Three Incidents of Intoxicated Officers Prompted the Firing
The removal followed at least three documented cases in recent weeks in which Tijuana municipal police officers were discovered drunk or drinking while on active duty. Burgueño did not provide exact dates for all three incidents but confirmed that the pattern had become impossible to ignore. The officers involved in the incidents have been placed under internal investigation, though the mayor did not specify how many face potential termination.
Sánchez González had served as Tijuana’s police chief since the current administration took office in October 2024. His tenure lasted roughly eight months. Before his appointment, he had served in various capacities within Baja California’s public security apparatus, though he was not widely known outside law enforcement circles.
Burgueño named José Luis Fernández as the interim replacement. Fernández previously held a senior operational role within the Tijuana police department, according to the mayor’s statement. The administration did not say whether a permanent appointment would follow or whether Fernández is being considered for the role long-term.
Tijuana’s Police Force Has Faced Repeated Discipline Crises
Discipline problems within Tijuana’s municipal police are not new. The department employs roughly 2,500 officers to serve a metro area of more than two million people, one of the lowest officer-to-resident ratios among major Mexican cities. Low pay, long shifts, and constant exposure to cartel violence have made recruitment and retention persistent challenges.
In 2019, more than 100 Tijuana officers were reassigned or dismissed after failing “trust tests,” a battery of drug, polygraph, and background checks required under Mexican law. Similar purges occurred in 2021 and 2023. Each round of firings temporarily reduces patrol capacity in a city that consistently ranks among Mexico’s most violent.
Alcohol-related misconduct specifically has drawn public attention before. In 2022, a viral video showed a Tijuana officer slumped over his patrol car steering wheel in the Zona Río commercial district. The incident prompted calls from city council members for random sobriety testing of on-duty officers. It is unclear whether that testing was ever implemented systematically.
The broader context compounds the problem.
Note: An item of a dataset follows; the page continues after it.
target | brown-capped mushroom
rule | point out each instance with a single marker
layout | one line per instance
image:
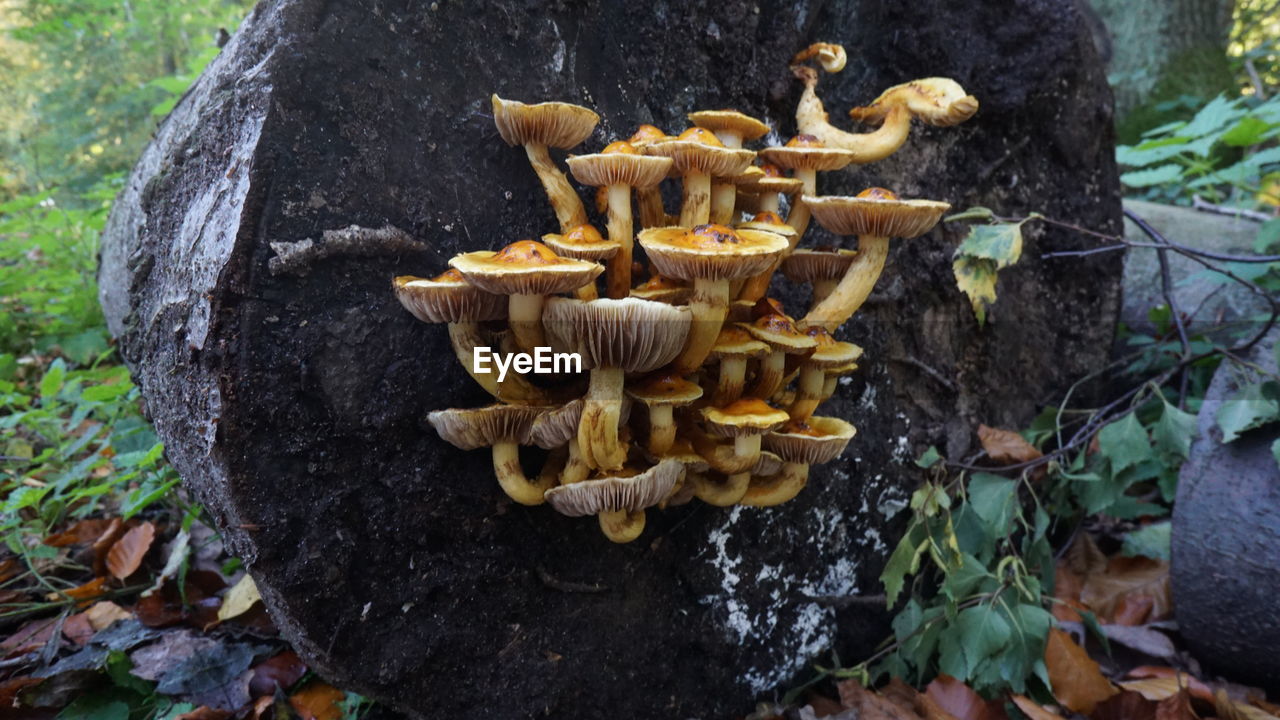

Municipal police in Tijuana earn between 15,000 and 20,000 pesos per month (roughly $830 to $1,100 USD), well below the salaries offered by state or federal agencies. Officers often work 24-hour shifts followed by 24 hours off, a schedule that critics say contributes to fatigue, stress, and substance use. Union representatives have pushed for higher pay and shorter rotations for years, with limited success.
Patrol Gaps Affect Neighborhoods Popular With Foreign Residents
When officers are removed from active duty, the impact ripples through patrol schedules. Colonias in Tijuana’s western corridor, including Playas de Tijuana, Punta Bandera, and the Rosarito border zone, already see limited municipal police presence compared to the city’s central and eastern zones. These western neighborhoods are home to a significant number of American and Canadian residents who cross the border regularly or live full-time on the Mexican side.
The Zona Río district, where one of the prior alcohol incidents occurred, serves as Tijuana’s main commercial and consular hub. The U.S. Consulate General sits on Paseo de las Culturas in Zona Río. Restaurants, hotels, and medical tourism clinics in that corridor depend on visible police presence for both actual security and the perception of safety among cross-border visitors.
Burgueño emphasized that the firings and the leadership change are meant to restore public confidence. “We cannot ask citizens to trust the police if the police cannot maintain basic discipline,” he said during the press conference. He added that the new interim chief has been instructed to implement immediate internal checks, including unannounced sobriety inspections during shift changes.
The mayor did not announce a timeline for completing the internal investigations into the officers involved. Fernández is expected to present a preliminary reform plan to the city council within 30 days of taking over. The story was first reported by Cadena Noticias.